Podczas kampanii prezydenckiej w USA kandydat Biden mówił, że chce powrotu Stanów Zjednoczonych i Iranu do JCPOA. Od momentu objęcia urzędu administracja Bidena nie poczyniła znaczących kroków w tym kierunku. Wkrótce po inauguracji Bidena, Sekretarz Skarbu Janet Yellen powiedziała, że złagodzenie sankcji będzie uzależnione od tego, czy Iran powróci do swoich zobowiązań nuklearnych dotyczących JCPOA. Iran stwierdził, że nie wywiąże się z nich, dopóki USA nie zniosą sankcji na ropę.
Na początku kwietnia 2021 roku Departament Stanu wydał oświadczenie, w którym zasugerował własną elastyczność w zakresie sankcji za ropę.

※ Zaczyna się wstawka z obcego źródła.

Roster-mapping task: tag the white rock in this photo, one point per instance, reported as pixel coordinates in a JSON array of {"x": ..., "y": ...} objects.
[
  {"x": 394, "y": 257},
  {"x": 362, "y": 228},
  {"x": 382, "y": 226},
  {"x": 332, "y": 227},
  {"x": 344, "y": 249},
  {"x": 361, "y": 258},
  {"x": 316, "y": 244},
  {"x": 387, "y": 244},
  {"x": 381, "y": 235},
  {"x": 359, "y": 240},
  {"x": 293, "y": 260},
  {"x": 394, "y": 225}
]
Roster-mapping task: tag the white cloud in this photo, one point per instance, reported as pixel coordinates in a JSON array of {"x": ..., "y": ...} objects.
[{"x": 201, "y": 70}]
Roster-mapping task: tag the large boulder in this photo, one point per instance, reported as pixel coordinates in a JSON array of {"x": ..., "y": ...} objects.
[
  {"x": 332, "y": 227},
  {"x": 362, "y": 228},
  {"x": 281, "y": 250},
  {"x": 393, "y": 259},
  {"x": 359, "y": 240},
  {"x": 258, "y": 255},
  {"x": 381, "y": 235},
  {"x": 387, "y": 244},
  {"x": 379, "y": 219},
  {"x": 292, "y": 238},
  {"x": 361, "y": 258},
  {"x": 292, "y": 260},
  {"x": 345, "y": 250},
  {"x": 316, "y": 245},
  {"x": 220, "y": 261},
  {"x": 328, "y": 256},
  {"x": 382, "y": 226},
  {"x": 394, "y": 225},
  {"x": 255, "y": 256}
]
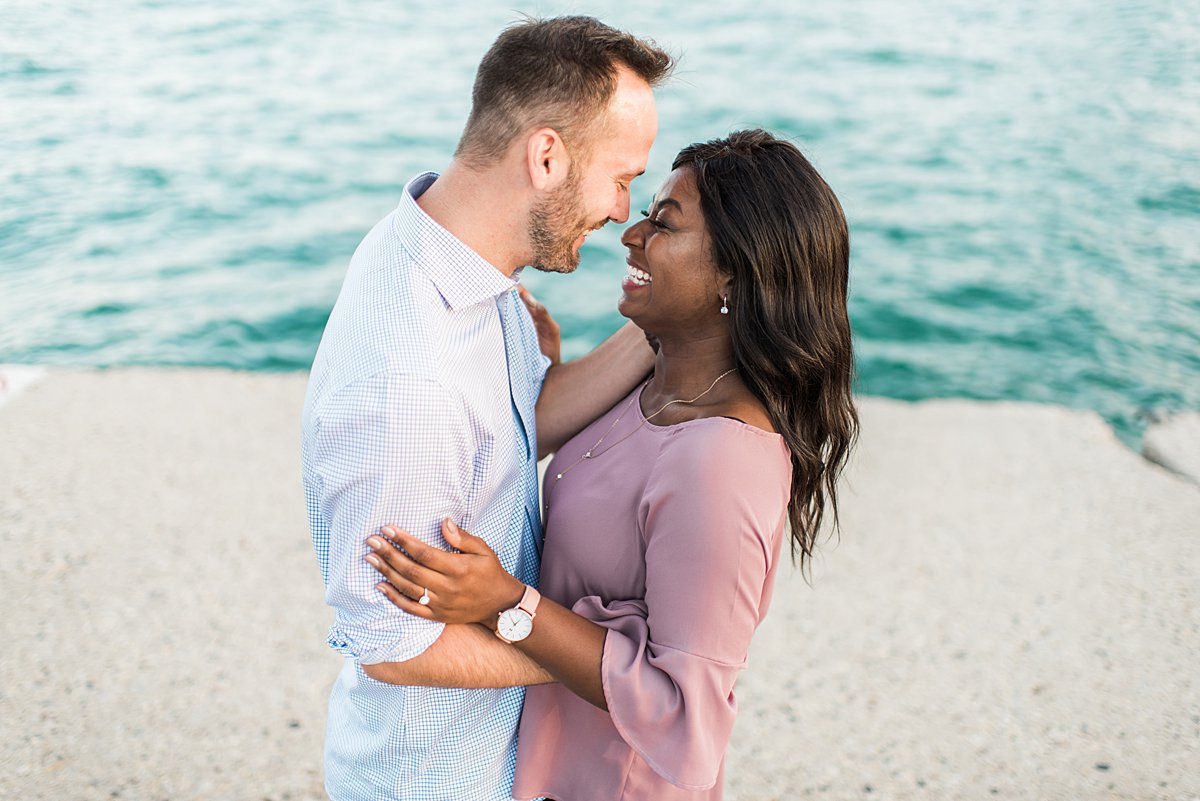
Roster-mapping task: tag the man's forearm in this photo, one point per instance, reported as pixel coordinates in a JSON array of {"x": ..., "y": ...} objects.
[
  {"x": 579, "y": 391},
  {"x": 463, "y": 656}
]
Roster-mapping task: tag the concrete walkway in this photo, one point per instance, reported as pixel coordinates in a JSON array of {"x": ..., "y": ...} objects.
[{"x": 1012, "y": 610}]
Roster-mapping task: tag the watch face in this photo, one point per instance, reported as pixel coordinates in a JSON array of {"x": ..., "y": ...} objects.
[{"x": 515, "y": 624}]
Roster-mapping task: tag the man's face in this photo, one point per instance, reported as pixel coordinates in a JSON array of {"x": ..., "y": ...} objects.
[{"x": 597, "y": 187}]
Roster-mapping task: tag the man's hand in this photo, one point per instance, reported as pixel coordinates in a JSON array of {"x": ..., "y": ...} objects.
[{"x": 550, "y": 338}]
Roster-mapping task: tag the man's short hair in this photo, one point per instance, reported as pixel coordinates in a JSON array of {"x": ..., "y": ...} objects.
[{"x": 558, "y": 73}]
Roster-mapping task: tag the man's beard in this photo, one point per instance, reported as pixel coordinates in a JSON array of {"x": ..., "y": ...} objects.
[{"x": 555, "y": 223}]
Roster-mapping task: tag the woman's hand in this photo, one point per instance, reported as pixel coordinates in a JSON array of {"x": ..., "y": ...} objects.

Według TankerTrackers.com Iran dotrzymuje słowa pod względem wielkości produkcji i eksportu. W styczniu Iran wysyłał średnio 1,5 miliona baryłek dziennie, czyli o 450 000 więcej niż w grudniu. W lutym eksport wyniósł 1,3 mln baryłek dziennie, aw marcu podskoczył do 1,8 mln. W marcu produkcja również wzrosła z 2,04 w grudniu do 2,3 mln baryłek dziennie.
Oczywiście Iran nie potrzebuje zgody USA na eksport ropy w "szarej strefie". Dla rynku oznacza to, że złagodzenie sankcji nie doprowadzi do gwałtownego wzrostu podaży. Dlatego reakcja na istotne informacje powinna być umiarkowana. Warto jednak pamiętać, że traderzy często zachowują się nieracjonalnie, ulegając informacjom w tle i nie analizując w pełni obrazu.
Jest jeszcze jeden punkt, który jest sprzeczny z tradycyjną logiką i może w rzeczywistości prowadzić do wyższych cen po zniesieniu sankcji. Powodem będzie możliwy wzrost cen dla „potajemnych” nabywców irańskiej ropy. Iran sprzedaje teraz ropę z rabatem, nagradzając kupujących za ryzyko podlegania sankcjom USA. Jeśli nie ma sankcji, znikną również podstawy do zniżki. Zatem złagodzenie systemu sankcji mogłoby spowodować wzrost cen, a nie spadek.